The Relationship with Variable Inputs In the short run, capital such as machinery and factory space is often fixed, making labor the primary variable input. However, beyond a certain threshold, each additional worker contributes less to total output than the previous one.
Using Marginal Product of Labor in Business Decisions
When a factory adds a new worker and observes a surge in daily units produced, the marginal product is high, signaling that the labor input is currently very effective. For example, if a bakery produces 100 loaves with two bakers and 150 loaves with three bakers, the marginal product of the third baker is 50 loaves.
For businesses, identifying the threshold where the marginal product starts to decline is the key to maintaining optimal productivity and avoiding the financial drain of excessive labor. Because of this, the marginal product of labor is a key metric for analyzing how output fluctuates as a firm adjusts its workforce.

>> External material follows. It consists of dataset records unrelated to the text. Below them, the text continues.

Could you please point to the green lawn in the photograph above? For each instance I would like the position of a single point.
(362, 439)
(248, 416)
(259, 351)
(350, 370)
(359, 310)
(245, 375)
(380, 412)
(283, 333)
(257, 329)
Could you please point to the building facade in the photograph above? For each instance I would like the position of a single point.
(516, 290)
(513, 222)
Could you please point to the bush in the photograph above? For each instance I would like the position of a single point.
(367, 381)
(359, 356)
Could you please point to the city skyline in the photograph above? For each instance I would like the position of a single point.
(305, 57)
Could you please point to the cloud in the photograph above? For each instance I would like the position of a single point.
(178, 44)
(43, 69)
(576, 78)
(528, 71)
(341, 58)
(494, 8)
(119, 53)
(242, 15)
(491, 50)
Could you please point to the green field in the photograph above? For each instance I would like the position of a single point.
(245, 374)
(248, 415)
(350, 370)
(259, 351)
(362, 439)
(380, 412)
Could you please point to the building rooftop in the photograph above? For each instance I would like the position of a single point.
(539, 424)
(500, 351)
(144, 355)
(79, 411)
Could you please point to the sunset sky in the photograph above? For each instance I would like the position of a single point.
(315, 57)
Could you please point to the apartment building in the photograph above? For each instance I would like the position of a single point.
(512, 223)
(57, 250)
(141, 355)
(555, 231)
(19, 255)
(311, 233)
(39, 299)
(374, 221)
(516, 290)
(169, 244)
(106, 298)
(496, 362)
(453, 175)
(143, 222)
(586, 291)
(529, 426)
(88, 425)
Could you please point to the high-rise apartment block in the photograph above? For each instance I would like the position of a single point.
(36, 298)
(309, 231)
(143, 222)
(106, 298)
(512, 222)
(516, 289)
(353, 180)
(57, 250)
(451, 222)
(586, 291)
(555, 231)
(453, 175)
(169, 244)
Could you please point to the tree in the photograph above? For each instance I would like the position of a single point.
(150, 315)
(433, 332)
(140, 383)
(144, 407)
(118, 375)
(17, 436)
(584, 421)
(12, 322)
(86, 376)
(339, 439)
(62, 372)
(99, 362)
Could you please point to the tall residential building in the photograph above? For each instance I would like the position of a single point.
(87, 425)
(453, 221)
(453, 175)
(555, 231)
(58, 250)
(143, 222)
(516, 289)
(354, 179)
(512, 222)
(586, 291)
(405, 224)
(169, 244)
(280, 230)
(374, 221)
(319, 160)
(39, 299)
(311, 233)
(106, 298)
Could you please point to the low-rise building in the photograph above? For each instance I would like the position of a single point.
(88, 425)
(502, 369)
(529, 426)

Using Marginal Product of Labor in Business Decisions
Conversely, if adding another employee results in minimal output change, the marginal product is low. This happens because the fixed capital becomes overcrowded, leading to coordination issues and inefficiencies.
More About Marginal product labor
Looking at Marginal product labor from another angle can help expand the discussion and give readers a second clear paragraph under the same section.
More perspective on Marginal product labor can make the topic easier to follow by connecting earlier points with a few simple takeaways.